September 14, 2009

Continuing to Impact UA Students

On the field, Crimson Tide linebacker Victor Ellis was an Academic All-SEC player, a four-year letterman and a member of Alabama’s 1999 Southeastern Conference championship team.

“Off the field,” says Athletic Director Mal Moore, “Victor was a caring person who put other people first. He had such a bright personality and charisma. Anyone who hung around Victor became a better person for it.”

The Red Bank, Tenn., native played for the Tide from 1998 to 2001. He graduated in 2002 with a degree in communications and then became an out-of-state recruiter for UA in the Carolinas.

His friends say Victor considered his job to be a privilege. As a recruiter, he wanted every student to have an opportunity to study at the University and be a part of this experience. He especially cared for those students who couldn’t come to UA without some financial assistance.

“The University was wise to hire Victor as a full-time recruiter,” Moore says. “Right now, we have students from North Carolina and South Carolina who are here because of Victor Ellis. That’s the impact he had on folks.”

In 2007, Victor was diagnosed with medullary renal cell carcinoma, a vicious cancer that spread rapidly through his body. He passed away on March 25, 2008. Even at the end, Victor smiled when anyone mentioned The University of Alabama.
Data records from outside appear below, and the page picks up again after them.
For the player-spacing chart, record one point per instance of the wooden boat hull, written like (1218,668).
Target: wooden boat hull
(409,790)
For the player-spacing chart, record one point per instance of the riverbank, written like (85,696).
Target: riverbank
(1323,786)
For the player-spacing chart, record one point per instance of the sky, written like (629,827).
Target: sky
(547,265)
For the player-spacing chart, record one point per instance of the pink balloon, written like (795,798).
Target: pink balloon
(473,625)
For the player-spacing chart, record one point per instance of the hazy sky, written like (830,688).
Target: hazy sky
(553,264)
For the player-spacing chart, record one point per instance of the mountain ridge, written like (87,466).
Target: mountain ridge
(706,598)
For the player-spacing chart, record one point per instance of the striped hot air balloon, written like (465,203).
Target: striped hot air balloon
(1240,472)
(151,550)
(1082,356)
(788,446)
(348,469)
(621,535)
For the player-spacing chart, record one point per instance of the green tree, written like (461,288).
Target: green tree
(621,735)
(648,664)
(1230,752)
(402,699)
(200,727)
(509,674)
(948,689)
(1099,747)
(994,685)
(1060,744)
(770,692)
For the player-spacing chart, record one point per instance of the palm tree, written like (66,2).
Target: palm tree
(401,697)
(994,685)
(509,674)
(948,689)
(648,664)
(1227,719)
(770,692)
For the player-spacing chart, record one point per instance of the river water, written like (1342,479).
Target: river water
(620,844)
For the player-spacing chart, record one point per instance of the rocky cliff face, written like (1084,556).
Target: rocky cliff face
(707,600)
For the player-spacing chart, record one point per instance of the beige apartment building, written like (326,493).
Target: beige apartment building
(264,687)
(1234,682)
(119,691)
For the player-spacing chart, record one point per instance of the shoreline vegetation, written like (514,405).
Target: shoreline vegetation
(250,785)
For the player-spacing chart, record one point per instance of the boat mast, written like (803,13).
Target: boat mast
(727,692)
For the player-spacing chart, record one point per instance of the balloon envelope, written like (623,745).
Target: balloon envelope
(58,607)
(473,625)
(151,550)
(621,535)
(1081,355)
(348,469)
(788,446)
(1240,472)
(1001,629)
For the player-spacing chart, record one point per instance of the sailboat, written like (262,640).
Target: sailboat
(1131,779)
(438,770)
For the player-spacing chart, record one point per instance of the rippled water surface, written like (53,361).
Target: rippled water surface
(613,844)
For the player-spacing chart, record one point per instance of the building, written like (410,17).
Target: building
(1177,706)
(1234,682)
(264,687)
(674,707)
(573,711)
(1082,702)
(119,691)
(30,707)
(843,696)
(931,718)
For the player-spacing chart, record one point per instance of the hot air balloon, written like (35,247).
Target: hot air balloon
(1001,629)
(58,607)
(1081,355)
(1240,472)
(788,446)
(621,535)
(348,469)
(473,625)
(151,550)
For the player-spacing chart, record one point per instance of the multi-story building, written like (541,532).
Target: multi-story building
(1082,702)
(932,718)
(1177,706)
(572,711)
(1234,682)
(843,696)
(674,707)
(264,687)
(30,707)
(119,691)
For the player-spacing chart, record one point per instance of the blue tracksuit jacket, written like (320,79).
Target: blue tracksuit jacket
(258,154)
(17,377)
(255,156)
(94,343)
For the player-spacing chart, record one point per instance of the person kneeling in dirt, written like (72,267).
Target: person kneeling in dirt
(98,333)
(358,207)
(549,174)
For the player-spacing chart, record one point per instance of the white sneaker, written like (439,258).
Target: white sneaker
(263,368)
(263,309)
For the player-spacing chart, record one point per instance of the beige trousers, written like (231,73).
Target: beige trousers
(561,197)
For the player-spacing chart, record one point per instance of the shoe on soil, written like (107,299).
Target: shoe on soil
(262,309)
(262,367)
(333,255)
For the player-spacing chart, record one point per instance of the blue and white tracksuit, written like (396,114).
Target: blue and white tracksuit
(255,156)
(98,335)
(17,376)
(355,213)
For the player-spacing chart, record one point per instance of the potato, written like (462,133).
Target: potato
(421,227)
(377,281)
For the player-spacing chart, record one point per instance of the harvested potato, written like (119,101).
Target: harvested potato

Donald Morton, the attorney who helped Victor draft his will, says that helping students was a priority for Victor, and his will included provisions to establish a scholarship to help worthy non-athlete students attend the University. “The time he spent at the University brought him incredible happiness,” says Morton, “and knowing that he could help someone have this same experience gave him so much joy.”

“Victor’s legacy here will be far-reaching,” says Moore. “We are honored that he was a University of Alabama football letterman. He was also an outstanding student who just happened to play football. He touched so many lives in his 28 years, and he will have an impact on so many more through his scholarship. That’s what he wanted–to help others, to give people a chance—and he did that and did it with a smile.”